豊崎:益田市において、これからスマートシティの構築をさらに進めて行くには、どうしても国とのやり取りが必要になります。例えば、個人情報の扱いに関する法整備などです。もちろん、我々が法律を作るわけではありませんが、法律作成の過程で「モノ」を申す必要があります。
さらに、国の助成金が必須なわけではないですが、現実的には助成金という形で支援してもらい、地方都市のインフラ整備を加速させることも1つの方策だと考えています。そのためには、国の仕組みを良く分かっている人、すなわち農林水産省において官僚経験のある橋本さんに代表理事に就任していただくことが最適だと判断しました。
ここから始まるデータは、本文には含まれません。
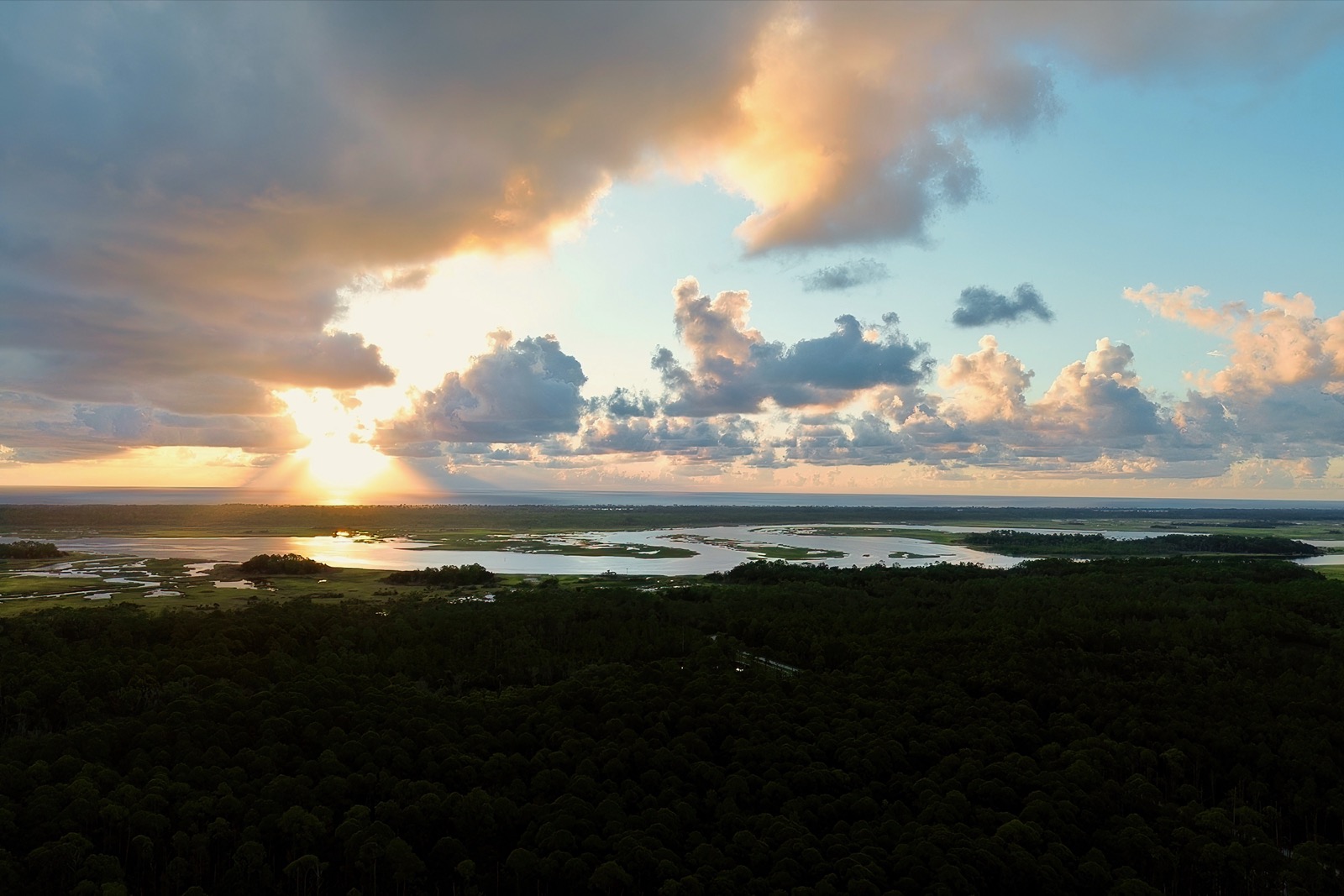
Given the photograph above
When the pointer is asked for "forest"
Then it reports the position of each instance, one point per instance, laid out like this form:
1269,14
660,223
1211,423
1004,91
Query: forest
29,550
1158,726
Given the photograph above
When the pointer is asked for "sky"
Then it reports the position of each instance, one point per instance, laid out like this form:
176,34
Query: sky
378,249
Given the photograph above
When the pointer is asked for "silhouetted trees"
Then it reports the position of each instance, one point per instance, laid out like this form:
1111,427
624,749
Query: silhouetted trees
282,564
26,550
445,577
1112,727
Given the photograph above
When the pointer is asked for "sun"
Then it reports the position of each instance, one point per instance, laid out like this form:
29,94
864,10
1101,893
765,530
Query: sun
338,459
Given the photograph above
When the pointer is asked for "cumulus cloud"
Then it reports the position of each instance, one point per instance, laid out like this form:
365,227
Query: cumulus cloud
846,275
190,186
980,305
988,385
734,369
1281,392
1283,344
515,392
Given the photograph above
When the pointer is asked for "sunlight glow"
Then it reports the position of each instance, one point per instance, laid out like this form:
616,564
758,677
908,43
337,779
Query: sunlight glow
338,458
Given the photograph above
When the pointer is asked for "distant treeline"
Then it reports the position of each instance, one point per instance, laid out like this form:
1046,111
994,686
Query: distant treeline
282,564
1120,727
445,577
30,551
1088,546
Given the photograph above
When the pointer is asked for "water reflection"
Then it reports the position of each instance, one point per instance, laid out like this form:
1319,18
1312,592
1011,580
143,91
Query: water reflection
711,546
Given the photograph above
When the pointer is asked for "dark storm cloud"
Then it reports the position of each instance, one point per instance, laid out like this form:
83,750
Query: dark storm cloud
846,275
188,186
980,305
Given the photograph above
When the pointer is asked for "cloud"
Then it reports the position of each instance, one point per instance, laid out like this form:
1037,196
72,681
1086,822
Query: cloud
40,430
188,187
988,385
980,305
846,275
1280,394
734,369
1283,344
515,392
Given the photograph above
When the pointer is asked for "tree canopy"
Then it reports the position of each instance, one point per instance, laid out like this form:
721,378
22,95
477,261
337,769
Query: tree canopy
1121,726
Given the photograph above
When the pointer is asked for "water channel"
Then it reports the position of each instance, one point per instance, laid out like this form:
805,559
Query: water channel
717,548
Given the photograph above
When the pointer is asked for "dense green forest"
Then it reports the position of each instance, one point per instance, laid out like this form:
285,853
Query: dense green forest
1124,726
1090,546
その一方で、我々が開発したスマートシティの仕組みをグローバルな都市に移植するビジネスの展開も検討しています。このビジネスは国際競争を勝ち抜かなければなりません。しかし、全員と戦っても勝ち目はない。グローバルの中で、協業する相手を選び、そしてチームを編成しなければなりません。それには「ハイテク環境」をよく理解している人材が必要になる。そこで、もう1人の代表理事に私が就任したわけです。
橋本:(以下、敬称略)私と豊崎さんのダブル体制を採ることで、私は国内を、豊崎さんはグローバルを担当し、私は政府の各省庁を、豊崎さんはロビイストの顔もあるので政治家を担当するといった明確な役割分担が可能になりました。